World Bulletin / News Desk
Bombs in two majority Shi'ite Muslim cities in southern Iraq killed 28 people on Thursday, police and hospital sources said, in an attack aimed at spreading sectarian strife in the country.
Scores more were wounded in the blasts.
Two explosions near a restaurant in the city of Hilla, 100 km (60 miles) south of Baghdad, killed 28 people, said Nabil Mohammed, the head of a hospital there.
"We started to stop civilian cars asking them to take the wounded to hospital since there were not enough ambulances to transfer them," said 39-year-old Ihsan al-Khalidi, a schoolteacher who was near the scene of the explosions.
Blood, shoes, body parts and wristwatches were scattered around the site of the blast and grieving women pounded their faces and chests, searching for relatives who might have been hurt.

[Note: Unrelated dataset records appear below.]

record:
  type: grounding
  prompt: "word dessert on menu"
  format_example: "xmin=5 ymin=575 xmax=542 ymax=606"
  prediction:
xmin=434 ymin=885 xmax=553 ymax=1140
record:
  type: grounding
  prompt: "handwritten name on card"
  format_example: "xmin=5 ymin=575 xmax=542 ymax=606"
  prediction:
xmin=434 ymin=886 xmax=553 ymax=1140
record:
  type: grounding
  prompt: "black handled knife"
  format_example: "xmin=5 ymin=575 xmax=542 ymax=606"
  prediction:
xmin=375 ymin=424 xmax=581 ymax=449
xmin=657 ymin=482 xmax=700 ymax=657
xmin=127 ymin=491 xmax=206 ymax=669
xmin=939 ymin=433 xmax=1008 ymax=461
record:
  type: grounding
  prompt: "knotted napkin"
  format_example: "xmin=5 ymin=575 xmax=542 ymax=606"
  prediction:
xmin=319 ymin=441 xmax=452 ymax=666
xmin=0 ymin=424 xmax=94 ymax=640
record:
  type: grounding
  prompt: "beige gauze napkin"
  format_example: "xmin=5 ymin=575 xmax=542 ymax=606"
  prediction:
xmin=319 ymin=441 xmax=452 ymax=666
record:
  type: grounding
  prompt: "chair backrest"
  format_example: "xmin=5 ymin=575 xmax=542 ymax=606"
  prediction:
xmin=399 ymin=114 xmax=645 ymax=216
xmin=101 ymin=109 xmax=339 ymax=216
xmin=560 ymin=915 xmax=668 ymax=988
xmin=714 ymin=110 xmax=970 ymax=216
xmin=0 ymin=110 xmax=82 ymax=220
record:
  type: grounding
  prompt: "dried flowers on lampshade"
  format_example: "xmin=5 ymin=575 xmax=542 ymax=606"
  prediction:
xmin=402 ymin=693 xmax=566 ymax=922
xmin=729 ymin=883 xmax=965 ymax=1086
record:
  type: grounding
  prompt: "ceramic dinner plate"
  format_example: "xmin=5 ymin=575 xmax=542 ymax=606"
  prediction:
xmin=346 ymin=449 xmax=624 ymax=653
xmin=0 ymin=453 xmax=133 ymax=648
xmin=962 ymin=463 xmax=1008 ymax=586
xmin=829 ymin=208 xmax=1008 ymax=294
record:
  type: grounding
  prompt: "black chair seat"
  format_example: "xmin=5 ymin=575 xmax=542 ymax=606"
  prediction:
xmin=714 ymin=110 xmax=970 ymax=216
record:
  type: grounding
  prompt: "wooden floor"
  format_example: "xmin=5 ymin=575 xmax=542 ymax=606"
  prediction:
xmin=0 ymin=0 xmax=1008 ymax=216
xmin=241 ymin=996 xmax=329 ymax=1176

"Shame on the officials who are just sitting in their offices while explosions hit the city every day," Khalidi said.
In the predominantly Shi'ite city of Kerbala, a car bomb near a bus terminal where pilgrims gather killed two people, a spokesman for the local health office said.
On Tuesday, car bombs targeting Shi'ites in mourning processions killed 14 people in Baghdad.
Shi'ites were not the only target on Thursday. In Falluja, a mainly Sunni city 50 km (32 miles) west of Baghdad, three people were killed when a suicide bomber blew himself up in the midst of a group of soldiers who were gathering to get their pay from a state bank, police and health sources said.
A roadside bomb also went off near a checkpoint in the northern city of Mosul, killed one policeman and one civilian, police said.